In that case, therefore, it makes no sense at all how such a complicated bottleneck as this one essentially involving the Amhara identity can be smoothly resolved without the representation and effective participation of the community concerned directly affected by the agreement from distance.

As far as I am concerned, I don’t think it is too late to do something incremental in the right direction for an all-inclusive political dialogue and sustainable peace with far-reaching implications across the Sub-Region.

Mind you, the golden proverb operates here: If there is a will, there is a way.

Once again, it is instructive to add that Art. 12. Sub-Art. (1) of the Joint Agreement affirms that “The Parties undertake to implement this Agreement in good faith and to refrain from any action that undermines and/or is inconsistent with the spirit and letter of this Cessation of Hostilities”.

Interestingly enough  , my recent facebook post on the issue of ‘Contested Areas’ inserted in Art. 10 Sub-Art. (4) of the Joint Agreement for Lasting Peace through a Permanent Cessation of Hostilities signed on November 2nd 2022 has ignited a moderate debate between and among scores of my readers from far and wide.

For instance, I came across MogusZewdu conversing with ErmiasLeghese over Ethio360 on Nov. 5 2022 trying to underestimate the intended meaning of the infamous phrase and went on to argue that the reference implied therein is perhaps the writer’s own interpretation in an apparent disagreement with Ermias’s argument to the contrary.

In fact, I do disagree with Mogus’s overstretched view that the phrase also refers to other items such as the areas or fields of study although he has not completely ruled out my earlier proposition.

To begin with, Art. 10 of the joint Agreement is entitled ‘Transitional Measures. And the full text of its Sub-Art. (4) reads as follows:

“The Parties commit themselves to resolving those issues of ‘contested areas’ in accordance with the ‘Constitution and constitutional order”.’

With due regard to my friend’s extended opinion, this provision has nothing to do with areas or subjects of study as has been unnecessarily elaborated at length.
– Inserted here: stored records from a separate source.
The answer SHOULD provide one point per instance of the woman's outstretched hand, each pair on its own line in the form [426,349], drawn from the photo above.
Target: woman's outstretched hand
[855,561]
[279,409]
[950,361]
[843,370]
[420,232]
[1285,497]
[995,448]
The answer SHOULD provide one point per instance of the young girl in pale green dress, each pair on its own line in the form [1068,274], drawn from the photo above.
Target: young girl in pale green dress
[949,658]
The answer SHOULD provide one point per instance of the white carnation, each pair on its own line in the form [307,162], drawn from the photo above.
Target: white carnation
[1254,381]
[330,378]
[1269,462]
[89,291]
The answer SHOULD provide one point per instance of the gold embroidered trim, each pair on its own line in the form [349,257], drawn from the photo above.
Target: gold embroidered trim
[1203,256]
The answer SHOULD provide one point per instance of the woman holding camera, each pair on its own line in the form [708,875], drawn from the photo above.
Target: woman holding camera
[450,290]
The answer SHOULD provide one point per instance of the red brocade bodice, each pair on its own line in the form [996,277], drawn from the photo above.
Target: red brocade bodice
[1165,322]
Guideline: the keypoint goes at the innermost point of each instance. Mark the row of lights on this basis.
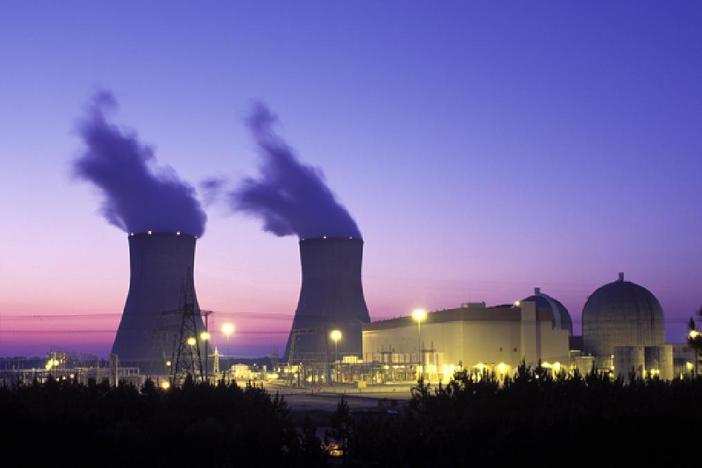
(151, 232)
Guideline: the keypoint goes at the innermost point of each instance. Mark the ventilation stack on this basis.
(160, 285)
(331, 298)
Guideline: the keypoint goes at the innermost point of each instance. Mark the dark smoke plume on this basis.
(138, 197)
(290, 197)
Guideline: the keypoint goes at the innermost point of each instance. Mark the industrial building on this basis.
(623, 334)
(624, 330)
(472, 336)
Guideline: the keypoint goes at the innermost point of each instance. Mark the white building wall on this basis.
(468, 343)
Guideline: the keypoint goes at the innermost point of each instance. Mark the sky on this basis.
(483, 148)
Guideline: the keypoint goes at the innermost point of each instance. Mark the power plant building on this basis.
(623, 328)
(470, 336)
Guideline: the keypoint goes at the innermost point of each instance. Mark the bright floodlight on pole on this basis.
(420, 315)
(335, 335)
(228, 329)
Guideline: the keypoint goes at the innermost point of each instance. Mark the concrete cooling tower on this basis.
(161, 280)
(331, 298)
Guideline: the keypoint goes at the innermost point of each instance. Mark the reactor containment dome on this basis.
(621, 313)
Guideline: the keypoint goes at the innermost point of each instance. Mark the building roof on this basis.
(548, 306)
(471, 312)
(621, 313)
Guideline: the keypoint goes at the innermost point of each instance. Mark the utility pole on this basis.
(186, 357)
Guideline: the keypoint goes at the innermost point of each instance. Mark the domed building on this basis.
(621, 314)
(548, 308)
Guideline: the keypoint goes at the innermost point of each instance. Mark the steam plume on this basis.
(138, 197)
(290, 197)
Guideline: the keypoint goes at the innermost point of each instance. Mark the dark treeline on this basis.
(536, 420)
(68, 424)
(530, 420)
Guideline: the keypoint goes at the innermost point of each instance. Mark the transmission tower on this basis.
(186, 357)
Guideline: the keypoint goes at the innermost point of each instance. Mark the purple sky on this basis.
(484, 148)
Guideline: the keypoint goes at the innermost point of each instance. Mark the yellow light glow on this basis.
(419, 315)
(335, 335)
(228, 329)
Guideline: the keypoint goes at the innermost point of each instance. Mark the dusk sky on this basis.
(483, 148)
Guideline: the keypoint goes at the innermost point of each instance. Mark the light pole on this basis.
(335, 335)
(228, 329)
(205, 336)
(694, 338)
(419, 315)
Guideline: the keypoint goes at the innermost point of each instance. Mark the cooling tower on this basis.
(161, 280)
(331, 298)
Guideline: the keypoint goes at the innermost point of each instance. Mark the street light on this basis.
(228, 329)
(419, 315)
(335, 335)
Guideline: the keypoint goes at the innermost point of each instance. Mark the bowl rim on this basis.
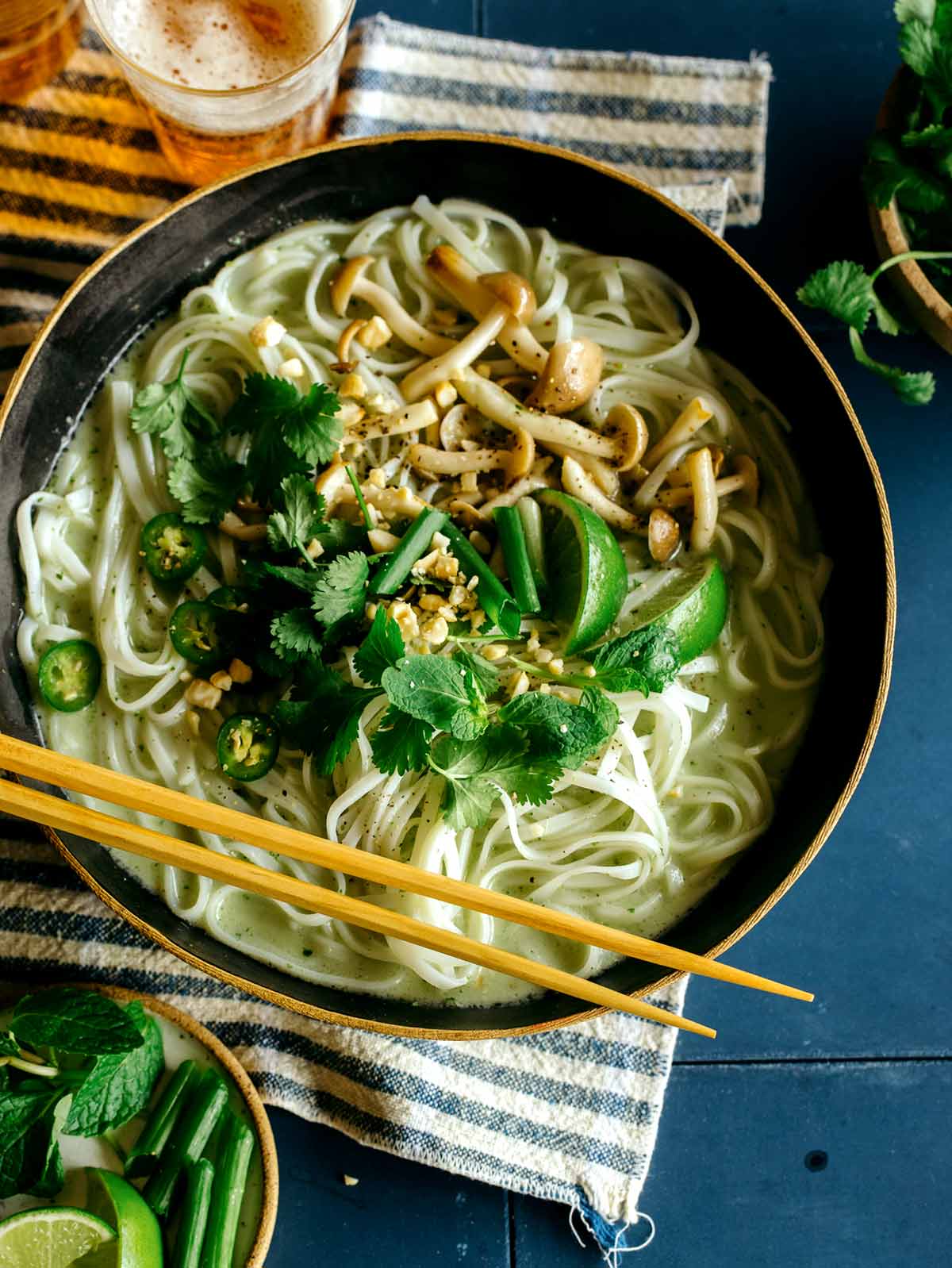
(422, 137)
(236, 1073)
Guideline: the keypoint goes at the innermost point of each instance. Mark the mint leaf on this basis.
(439, 691)
(382, 648)
(340, 591)
(479, 771)
(644, 659)
(843, 290)
(561, 731)
(301, 517)
(294, 632)
(119, 1085)
(205, 485)
(401, 744)
(74, 1021)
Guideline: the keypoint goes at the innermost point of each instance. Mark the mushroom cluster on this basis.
(483, 432)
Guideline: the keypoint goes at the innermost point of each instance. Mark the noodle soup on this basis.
(477, 369)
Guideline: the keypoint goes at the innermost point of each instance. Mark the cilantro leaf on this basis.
(382, 648)
(912, 388)
(294, 632)
(74, 1021)
(644, 659)
(438, 691)
(207, 485)
(119, 1085)
(340, 591)
(564, 732)
(486, 674)
(326, 722)
(299, 520)
(401, 744)
(843, 290)
(478, 771)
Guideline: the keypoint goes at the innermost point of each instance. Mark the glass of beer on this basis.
(37, 38)
(228, 83)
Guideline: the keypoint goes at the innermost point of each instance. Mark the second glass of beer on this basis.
(228, 83)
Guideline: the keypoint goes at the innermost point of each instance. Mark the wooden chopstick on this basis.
(65, 816)
(79, 776)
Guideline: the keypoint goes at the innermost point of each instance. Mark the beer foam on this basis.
(222, 44)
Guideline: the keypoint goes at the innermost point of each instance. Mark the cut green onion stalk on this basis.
(188, 1139)
(195, 1208)
(413, 545)
(515, 551)
(235, 1151)
(496, 601)
(144, 1157)
(532, 515)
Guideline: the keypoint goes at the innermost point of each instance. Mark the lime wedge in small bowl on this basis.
(53, 1236)
(691, 605)
(585, 567)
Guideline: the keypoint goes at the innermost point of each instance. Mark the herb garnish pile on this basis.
(72, 1062)
(913, 163)
(305, 587)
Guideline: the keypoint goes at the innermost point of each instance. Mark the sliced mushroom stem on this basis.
(457, 275)
(687, 422)
(351, 283)
(578, 482)
(502, 407)
(570, 375)
(705, 498)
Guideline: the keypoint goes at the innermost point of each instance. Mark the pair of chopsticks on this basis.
(69, 772)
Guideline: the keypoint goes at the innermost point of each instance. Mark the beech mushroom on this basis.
(457, 275)
(691, 417)
(351, 283)
(502, 407)
(578, 482)
(515, 302)
(663, 536)
(570, 375)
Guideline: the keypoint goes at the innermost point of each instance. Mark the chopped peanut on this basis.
(239, 671)
(267, 332)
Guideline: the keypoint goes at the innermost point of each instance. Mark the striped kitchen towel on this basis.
(570, 1115)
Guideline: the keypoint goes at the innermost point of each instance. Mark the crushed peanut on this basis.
(267, 332)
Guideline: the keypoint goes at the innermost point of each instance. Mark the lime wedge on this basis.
(693, 605)
(140, 1239)
(53, 1236)
(586, 570)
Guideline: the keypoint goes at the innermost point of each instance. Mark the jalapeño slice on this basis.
(248, 746)
(70, 674)
(195, 633)
(173, 549)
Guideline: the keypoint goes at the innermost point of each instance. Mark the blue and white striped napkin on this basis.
(570, 1115)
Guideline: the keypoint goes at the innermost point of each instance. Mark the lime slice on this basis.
(140, 1239)
(53, 1236)
(693, 605)
(586, 570)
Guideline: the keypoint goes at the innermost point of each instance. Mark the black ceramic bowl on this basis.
(582, 202)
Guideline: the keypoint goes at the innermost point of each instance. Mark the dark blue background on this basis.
(863, 1075)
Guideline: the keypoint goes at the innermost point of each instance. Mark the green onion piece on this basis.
(195, 1210)
(235, 1149)
(496, 601)
(532, 515)
(362, 502)
(188, 1139)
(509, 524)
(413, 545)
(144, 1155)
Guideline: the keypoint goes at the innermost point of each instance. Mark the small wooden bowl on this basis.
(930, 309)
(235, 1072)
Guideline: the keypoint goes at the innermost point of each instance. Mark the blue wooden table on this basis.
(805, 1136)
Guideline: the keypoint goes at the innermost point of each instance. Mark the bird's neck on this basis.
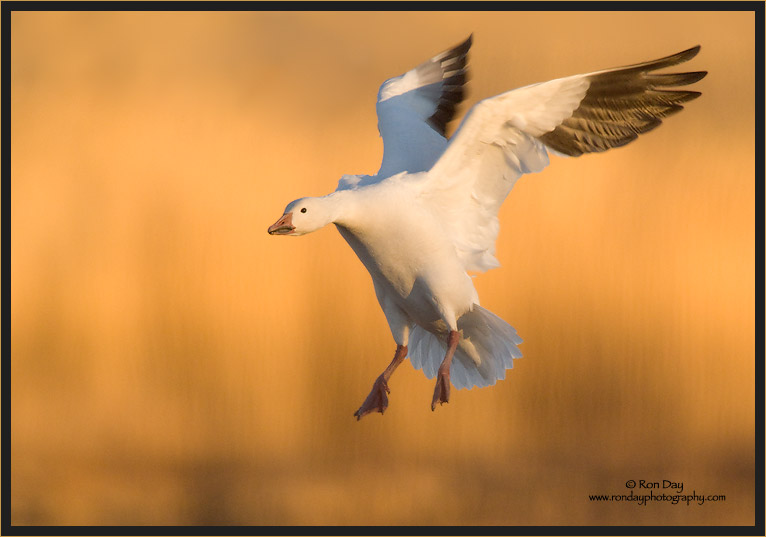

Neither the title nor the rest of its earlier provisions indicate the suggestion or justify the explanation that he has provided for.

Hence, the deliberately obscure formulation represented by the construction of ‘contested areas’ is intentionally meant to refer to the territories disputed between the Amhara and Tigrean Regions without any doubt.

That is, at least indirectly, what the country’s Prime Minister, his National Security Advisor, (the Chief negotiator) and the Minister of the Federal Government Communication’s Service have been consistently informing the public while delivering out official statements one after another back home from the venue of the peace talks.

One final note, by way of concluding remark:

For lack of key definitions in any similar legal or contractual document,  it is an established rule that you always take the spirit of the entire text and the proper context into account for the purpose of interpreting a given controversial phrase or clause.